32 Alejandro Salinas señala que, hacia 1831, el 90% gasto público del Estado estaba destinado al sector de Guerra y Hacienda y al pago de deudas, montepíos y sueldos, mientras que el 10% restante, a la policía. De este 10% una ínfima parte se destinaba a «obras públicas» (2011, p. 310).
33 Como nos recuerda Jorge Basadre en su Historia de la República del Perú, 1822-1933, el proyecto de San Martín de convertir al Perú en una monarquía constitucional no pasó de ser un proyecto sin destino posible.
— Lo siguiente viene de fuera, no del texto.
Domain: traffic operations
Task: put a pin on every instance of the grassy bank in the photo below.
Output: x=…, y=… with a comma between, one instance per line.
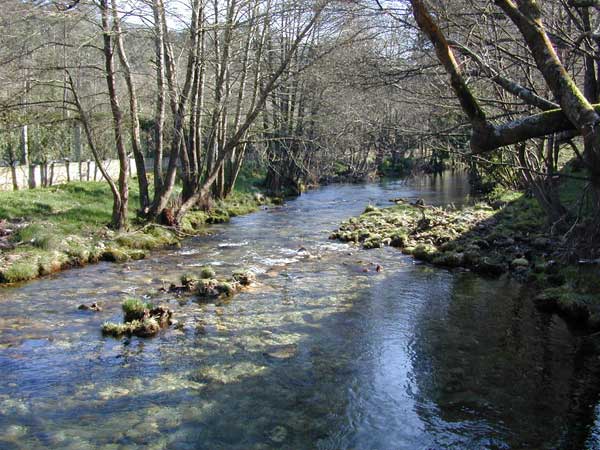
x=507, y=234
x=43, y=231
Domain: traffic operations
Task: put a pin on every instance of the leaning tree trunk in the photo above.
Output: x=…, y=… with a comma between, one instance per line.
x=120, y=206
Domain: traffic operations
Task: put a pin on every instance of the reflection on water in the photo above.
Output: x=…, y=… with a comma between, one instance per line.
x=322, y=354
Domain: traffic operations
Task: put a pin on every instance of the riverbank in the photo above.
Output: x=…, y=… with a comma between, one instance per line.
x=504, y=235
x=43, y=231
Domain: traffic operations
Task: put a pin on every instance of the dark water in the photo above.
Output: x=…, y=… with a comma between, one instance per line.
x=320, y=355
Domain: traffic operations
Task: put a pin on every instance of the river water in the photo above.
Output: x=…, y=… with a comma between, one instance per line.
x=320, y=354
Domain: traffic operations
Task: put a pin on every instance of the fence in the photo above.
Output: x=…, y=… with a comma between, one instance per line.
x=39, y=175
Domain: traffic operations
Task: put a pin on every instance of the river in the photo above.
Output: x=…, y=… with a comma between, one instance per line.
x=324, y=352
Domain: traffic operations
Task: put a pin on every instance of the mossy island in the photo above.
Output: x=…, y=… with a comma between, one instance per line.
x=139, y=319
x=502, y=234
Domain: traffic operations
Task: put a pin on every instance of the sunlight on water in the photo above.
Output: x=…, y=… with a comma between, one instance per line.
x=319, y=354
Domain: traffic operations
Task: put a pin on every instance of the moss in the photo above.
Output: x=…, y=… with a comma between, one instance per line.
x=51, y=263
x=189, y=279
x=568, y=303
x=373, y=241
x=424, y=252
x=134, y=309
x=114, y=254
x=218, y=215
x=20, y=271
x=207, y=272
x=140, y=241
x=449, y=259
x=142, y=328
x=244, y=277
x=226, y=288
x=42, y=236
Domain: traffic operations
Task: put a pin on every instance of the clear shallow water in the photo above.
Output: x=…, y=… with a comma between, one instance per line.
x=319, y=355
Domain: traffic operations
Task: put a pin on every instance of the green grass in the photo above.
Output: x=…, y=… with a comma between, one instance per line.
x=72, y=208
x=67, y=225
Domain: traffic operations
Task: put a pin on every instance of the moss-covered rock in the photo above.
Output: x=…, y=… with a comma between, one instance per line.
x=425, y=252
x=244, y=277
x=134, y=309
x=490, y=266
x=115, y=254
x=568, y=303
x=449, y=259
x=140, y=319
x=207, y=272
x=189, y=280
x=20, y=271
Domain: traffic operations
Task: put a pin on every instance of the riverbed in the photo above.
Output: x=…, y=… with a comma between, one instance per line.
x=324, y=352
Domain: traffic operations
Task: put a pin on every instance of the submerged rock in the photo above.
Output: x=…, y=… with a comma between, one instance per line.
x=244, y=277
x=140, y=319
x=213, y=288
x=93, y=307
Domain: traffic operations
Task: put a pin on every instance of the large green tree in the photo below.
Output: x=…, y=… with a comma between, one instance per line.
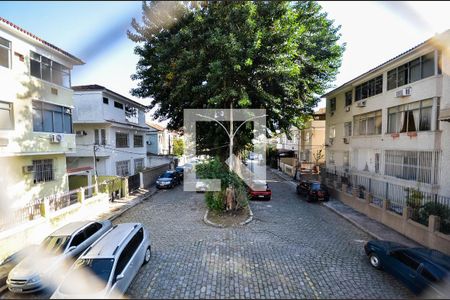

La aspiración de fundar una «República liberal» emanada de la Constitución de 1823 fue liquidada por la «Jefatura Suprema» de Bolívar, la cual a su vez se canceló en 1827. En palabras de Basadre: «[...] la lucha para abatir el monarquismo domina la asamblea de 1823, por lo menos en sus albores; la crítica contra el centralismo señala la máxima actitud de los debates de 1827-1828; y la acción adversa al militarismo inspira las más importantes alteraciones de la Convención del 33-34 hace en el texto del 28» (2005, I, p. 193).
34 Otro proyecto propuesto para Lima junto con iniciativas como el de la reforma de la Alameda de los Descalzos fue el de la remodelación y prolongación de la Alameda de la Portada del Callao hasta la Legua de 1852. La obra se concretó parcialmente en los términos de la idea inicial.